The first number (1–9) relates to the German wine region where the wine was produced and tested (e.g. 3-Rheingau). The second 2 or 3 digit number indicates the village of the vineyard (e.g. 30-Rauenthal)). The next two digits represents the particular wine estate (e.g. 50-Kloster Eberbach). The following 2 to 3 digit number is the sequential order that the wine was submitted by that producer for testing (e.g. 031 – this was the 31st wine submitted by Kloster Eberbach for testing). The final two digits is the year of the testing, which is normally the year following the vintage (e.g. 04 – the wine was tested in 2004).

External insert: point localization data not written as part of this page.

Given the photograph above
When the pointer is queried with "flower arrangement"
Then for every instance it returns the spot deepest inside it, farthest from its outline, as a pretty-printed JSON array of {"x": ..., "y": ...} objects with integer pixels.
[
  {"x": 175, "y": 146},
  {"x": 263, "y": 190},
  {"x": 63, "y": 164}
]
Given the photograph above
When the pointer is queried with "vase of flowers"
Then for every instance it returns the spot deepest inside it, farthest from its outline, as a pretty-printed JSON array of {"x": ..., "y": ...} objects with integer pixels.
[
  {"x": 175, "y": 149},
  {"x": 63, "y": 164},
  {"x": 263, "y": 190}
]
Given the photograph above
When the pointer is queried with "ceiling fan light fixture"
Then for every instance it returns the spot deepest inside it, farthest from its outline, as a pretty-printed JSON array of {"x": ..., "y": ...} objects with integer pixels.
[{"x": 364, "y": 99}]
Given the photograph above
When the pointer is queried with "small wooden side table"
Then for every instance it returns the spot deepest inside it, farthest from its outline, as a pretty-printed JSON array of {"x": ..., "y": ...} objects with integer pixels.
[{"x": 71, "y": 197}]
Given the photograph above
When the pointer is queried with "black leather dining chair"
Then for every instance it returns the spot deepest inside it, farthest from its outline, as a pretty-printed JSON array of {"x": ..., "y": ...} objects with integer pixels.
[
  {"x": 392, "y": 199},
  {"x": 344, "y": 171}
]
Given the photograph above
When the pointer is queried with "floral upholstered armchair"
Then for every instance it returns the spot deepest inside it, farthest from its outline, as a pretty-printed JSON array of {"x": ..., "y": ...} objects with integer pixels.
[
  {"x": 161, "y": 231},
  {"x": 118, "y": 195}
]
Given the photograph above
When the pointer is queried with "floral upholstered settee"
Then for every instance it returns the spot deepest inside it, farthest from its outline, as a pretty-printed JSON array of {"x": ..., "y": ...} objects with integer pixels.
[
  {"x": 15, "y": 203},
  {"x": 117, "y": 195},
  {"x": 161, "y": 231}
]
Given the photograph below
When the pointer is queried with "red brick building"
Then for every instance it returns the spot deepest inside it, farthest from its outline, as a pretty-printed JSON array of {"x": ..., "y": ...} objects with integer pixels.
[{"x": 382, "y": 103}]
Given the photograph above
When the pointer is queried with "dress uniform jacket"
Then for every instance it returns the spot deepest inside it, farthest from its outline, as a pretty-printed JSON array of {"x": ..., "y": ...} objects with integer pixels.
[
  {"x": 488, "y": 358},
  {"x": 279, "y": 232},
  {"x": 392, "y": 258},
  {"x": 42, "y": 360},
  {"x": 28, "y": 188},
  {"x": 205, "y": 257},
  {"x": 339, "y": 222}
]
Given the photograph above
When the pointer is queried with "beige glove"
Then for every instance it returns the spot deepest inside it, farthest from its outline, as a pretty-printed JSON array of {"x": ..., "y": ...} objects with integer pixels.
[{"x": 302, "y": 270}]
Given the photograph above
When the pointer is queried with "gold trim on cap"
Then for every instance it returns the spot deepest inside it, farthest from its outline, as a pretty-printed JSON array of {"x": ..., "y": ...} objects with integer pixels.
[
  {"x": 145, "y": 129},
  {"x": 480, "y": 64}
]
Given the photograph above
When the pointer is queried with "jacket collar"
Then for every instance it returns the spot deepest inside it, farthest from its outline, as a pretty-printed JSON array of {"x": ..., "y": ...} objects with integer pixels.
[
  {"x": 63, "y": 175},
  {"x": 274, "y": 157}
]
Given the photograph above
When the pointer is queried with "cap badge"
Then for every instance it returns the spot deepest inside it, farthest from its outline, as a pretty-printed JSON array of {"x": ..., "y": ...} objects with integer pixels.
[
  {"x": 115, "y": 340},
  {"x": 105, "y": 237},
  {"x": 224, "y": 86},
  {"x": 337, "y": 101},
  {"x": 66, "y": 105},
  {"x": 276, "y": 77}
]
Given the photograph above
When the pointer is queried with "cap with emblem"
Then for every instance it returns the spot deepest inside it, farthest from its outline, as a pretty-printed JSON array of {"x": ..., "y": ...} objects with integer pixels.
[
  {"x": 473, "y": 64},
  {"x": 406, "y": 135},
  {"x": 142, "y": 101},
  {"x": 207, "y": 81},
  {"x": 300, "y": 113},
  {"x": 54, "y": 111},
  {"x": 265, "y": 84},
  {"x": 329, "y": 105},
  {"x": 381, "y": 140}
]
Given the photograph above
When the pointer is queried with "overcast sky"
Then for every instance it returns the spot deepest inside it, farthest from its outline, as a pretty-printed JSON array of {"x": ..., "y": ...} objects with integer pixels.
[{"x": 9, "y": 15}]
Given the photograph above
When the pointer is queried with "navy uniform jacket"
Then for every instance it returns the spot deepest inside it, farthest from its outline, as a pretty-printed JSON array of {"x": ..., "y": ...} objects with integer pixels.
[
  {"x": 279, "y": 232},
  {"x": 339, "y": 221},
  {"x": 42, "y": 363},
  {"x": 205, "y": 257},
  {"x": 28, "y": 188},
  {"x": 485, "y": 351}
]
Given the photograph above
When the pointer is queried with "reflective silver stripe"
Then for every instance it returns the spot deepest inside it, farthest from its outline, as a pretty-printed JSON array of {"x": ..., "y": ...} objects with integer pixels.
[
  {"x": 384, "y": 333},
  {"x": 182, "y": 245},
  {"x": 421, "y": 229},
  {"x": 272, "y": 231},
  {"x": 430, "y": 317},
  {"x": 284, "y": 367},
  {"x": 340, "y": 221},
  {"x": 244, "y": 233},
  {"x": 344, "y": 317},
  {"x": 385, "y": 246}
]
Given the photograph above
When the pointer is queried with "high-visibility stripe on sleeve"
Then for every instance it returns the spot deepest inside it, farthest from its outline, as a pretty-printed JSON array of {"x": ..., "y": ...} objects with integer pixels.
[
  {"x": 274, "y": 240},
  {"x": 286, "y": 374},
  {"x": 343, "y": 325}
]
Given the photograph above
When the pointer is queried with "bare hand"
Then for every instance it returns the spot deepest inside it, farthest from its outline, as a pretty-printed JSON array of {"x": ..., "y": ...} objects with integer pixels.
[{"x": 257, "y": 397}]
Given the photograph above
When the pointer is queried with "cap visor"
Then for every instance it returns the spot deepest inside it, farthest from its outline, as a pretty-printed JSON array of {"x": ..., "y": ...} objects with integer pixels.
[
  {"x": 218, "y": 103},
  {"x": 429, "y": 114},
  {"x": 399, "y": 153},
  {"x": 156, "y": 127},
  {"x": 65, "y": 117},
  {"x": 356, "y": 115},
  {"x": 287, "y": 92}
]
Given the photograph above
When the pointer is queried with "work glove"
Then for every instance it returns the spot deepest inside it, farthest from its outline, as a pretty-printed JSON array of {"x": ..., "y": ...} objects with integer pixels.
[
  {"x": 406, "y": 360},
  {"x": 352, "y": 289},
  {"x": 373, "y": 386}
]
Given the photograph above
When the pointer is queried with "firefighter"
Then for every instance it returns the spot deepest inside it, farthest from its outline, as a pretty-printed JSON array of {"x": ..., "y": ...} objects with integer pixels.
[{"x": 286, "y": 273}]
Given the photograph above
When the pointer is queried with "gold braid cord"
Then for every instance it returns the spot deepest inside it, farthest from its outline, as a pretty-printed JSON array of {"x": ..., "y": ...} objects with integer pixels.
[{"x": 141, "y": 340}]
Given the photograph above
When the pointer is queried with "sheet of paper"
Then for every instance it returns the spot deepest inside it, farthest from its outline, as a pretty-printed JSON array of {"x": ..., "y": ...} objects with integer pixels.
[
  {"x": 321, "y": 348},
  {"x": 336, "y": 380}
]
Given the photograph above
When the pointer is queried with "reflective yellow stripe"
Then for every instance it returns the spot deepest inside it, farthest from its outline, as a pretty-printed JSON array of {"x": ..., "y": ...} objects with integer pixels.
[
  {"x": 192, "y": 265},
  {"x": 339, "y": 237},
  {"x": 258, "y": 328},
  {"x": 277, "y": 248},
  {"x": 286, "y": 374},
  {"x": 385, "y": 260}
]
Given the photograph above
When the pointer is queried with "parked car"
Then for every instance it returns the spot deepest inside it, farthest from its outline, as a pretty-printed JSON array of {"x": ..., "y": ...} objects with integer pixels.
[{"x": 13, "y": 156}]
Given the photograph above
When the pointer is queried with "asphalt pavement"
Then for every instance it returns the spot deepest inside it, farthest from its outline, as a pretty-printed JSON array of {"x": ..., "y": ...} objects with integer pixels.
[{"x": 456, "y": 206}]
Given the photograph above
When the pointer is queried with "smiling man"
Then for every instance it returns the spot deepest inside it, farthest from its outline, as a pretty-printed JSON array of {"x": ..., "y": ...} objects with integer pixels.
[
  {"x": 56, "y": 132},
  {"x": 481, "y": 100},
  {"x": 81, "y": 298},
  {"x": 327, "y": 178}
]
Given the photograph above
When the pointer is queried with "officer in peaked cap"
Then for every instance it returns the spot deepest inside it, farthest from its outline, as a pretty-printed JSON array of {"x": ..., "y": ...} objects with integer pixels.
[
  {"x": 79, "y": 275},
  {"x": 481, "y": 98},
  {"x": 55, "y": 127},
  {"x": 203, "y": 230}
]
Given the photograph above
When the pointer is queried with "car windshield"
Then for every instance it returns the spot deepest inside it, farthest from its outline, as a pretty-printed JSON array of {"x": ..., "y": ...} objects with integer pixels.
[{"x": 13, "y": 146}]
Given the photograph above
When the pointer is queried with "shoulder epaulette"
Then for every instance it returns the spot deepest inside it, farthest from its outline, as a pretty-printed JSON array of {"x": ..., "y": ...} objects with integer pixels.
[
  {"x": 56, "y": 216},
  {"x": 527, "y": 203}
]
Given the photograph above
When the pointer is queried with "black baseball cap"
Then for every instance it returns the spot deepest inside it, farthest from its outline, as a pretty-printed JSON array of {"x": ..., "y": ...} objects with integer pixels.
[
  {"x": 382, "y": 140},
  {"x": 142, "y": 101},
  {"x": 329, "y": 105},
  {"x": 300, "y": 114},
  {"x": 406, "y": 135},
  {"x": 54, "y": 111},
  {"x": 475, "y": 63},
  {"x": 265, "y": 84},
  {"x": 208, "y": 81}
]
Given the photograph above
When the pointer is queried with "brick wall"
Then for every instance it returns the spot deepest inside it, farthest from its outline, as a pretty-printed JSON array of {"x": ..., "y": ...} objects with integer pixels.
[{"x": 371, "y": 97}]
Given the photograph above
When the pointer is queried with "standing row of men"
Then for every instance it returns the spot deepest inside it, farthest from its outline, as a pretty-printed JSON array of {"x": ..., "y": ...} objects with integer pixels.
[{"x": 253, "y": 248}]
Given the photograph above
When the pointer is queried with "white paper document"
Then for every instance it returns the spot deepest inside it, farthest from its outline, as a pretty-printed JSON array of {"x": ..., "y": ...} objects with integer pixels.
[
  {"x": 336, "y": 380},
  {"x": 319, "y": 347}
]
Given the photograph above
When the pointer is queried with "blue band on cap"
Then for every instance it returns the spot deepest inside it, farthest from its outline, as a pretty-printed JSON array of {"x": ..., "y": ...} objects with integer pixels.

- Anbaugebiet, i.e. region of origin (e.g.: Rheingau)
- Volume of the wine (e.g.: 750ml)
- Location of the producer/bottler (e.g.: Eltville)
- Alcohol level (e.g.: 9.0% vol)

===Additional information===
German wine labels may also include
- Grape variety (e.g., Riesling)
- Prädikat level of ripeness (e.g., Spätlese)
- Vintage year (e.g., 2003)
- Taste, such as dry (trocken) or off-dry (halbtrocken)
- Vineyard name (e.g.: Rauenthaler Baiken, a single vineyard). The village name (e.g.: Rauenthal") is normally identified by the possessive form "-er" suffix and is sometimes followed by the vineyard name ("Baiken").
- If the wine is estate-bottled (Erzeugerabfüllung or Gutsabfüllung), bottled by a co-op (Winzergenossenschaft), or by a third party bottler (Abfüller).
- Address of the winery
- The logo of the Association of German Prädikat Wine Estates (Verband Deutscher Prädikatsweingüter, or more commonly VDP) which is awarded to the top 200 producers, as voted among themselves. The logo is a black eagle with a cluster of grapes in the center. The winery in the image example has the VDP logo. While not a guarantee, the presence of the VDP logo is a helpful insight into the quality of the wine.

==Criticism==
In recent years, the official classification has been criticised by many of the top producers, and additional classifications have been set down by wine growers' organisations such as VDP, without enjoying legal protection. The two main reasons for criticism are that the official classification does not differentiate between better and lesser vineyards and that the quality levels are less appropriate to high-quality dry wines.